Katherine Tai, President Joe Biden's nominee for U.S. trade representative, on Thursday will explain to senators her approach to competition with China, rebuilding battered American supply chains, and patching up strained ties with U.S. allies.
At her confirmation hearing before the Senate Finance Committee, Tai will lay out her plans for enforcing existing trade deals and forging new ones that treat Americans as "workers and wage earners, not just consumers."
Tai, who served seven years as the Democratic trade counsel for the U.S. House Ways and Means Committee, said in prepared remarks that she would maintain a "healthy partnership" with Congress.
She also previously served as USTR's head of China trade enforcement and said that the United States needs a "strategic and coherent plan" for holding China to its trade promises and competing with Beijing's state-directed economic model.
"China is simultaneously a rival, a trade partner and an outsized player whose cooperation we'll also need to address certain global challenges," Tai said. "We must remember how to walk, chew gum, and play chess at the same time."
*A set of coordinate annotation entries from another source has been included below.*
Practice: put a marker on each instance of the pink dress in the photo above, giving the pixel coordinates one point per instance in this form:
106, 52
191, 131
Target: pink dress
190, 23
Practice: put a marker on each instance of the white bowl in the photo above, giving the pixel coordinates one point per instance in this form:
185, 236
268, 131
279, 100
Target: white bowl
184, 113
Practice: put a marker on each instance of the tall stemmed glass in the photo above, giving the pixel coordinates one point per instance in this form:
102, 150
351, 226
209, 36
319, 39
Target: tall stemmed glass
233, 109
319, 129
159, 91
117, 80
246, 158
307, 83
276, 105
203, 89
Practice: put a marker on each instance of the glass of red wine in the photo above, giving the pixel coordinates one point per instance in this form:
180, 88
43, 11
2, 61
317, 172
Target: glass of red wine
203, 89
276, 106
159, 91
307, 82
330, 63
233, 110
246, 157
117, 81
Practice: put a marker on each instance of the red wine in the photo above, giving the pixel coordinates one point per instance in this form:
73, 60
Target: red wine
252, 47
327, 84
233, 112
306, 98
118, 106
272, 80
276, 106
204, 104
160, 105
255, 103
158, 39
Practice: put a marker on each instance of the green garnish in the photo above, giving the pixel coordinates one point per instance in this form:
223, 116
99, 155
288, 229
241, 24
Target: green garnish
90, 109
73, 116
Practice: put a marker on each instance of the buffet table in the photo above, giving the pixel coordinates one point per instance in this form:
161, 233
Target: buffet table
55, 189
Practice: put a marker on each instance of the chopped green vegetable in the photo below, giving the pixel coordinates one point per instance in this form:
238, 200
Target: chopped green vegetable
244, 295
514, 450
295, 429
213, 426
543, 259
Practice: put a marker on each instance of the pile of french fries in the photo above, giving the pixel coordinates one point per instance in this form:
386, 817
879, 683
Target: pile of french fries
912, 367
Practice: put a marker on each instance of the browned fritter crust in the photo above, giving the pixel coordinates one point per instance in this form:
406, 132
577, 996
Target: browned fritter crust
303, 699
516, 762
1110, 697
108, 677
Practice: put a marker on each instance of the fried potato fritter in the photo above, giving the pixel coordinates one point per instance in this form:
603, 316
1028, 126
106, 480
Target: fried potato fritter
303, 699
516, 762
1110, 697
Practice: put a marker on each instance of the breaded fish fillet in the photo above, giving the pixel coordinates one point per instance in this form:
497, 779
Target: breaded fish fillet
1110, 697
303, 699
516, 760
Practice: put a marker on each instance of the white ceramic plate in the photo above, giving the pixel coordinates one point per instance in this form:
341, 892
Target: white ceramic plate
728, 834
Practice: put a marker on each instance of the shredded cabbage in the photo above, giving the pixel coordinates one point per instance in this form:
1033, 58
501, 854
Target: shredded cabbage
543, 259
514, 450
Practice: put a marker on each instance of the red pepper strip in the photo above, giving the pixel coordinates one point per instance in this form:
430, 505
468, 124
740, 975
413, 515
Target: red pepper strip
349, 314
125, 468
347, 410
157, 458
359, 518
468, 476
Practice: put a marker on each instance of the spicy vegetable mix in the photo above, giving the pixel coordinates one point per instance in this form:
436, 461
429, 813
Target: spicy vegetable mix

She said this requires stronger, more resilient U.S. supply chains and investments in people and infrastructure to boost American competitiveness.
"We must also impart the values and rules that guide global commerce — and we must enforce those terms vigorously," Tai said.
She said she would make it a priority to implement and enforce the U.S.-Mexico-Canada trade agreement, which she helped renegotiate in 2019 as trade counsel for the House Ways and Means Committee to include tougher labor and environmental standards.
She said the deal marked an "important step in reforming our approach to trade" and its success was vital.
Tai's testimony has been anxiously awaited for months by industry, U.S. trading partners from Beijing to Brussels, labor groups, and lawmakers — all lining up to lobby the Yale- and Harvard-educated daughter of immigrants from Taiwan.
After former President Donald Trump's "America First" trade stance upended decades of trade liberalization efforts and heaped tariffs on hundreds of billions of dollars of U.S. imports, many of these groups are pleading for a return to a more traditional view of trade as an engine of growth.
The U.S. Chamber of Commerce on Wednesday called on Tai to back away from the "blunt instrument" of tariffs.
As the trade "czar" for the world's largest economy, biggest importer of goods and second-largest exporter after China, Tai will wield immense clout.
Once confirmed, she faces a long list of disputes left over from the Trump administration, from tariffs on steel and aluminum, aircraft, and wine to threatened duties over digital services taxes and China's lagging U.S. goods purchases in a Phase 1 trade deal.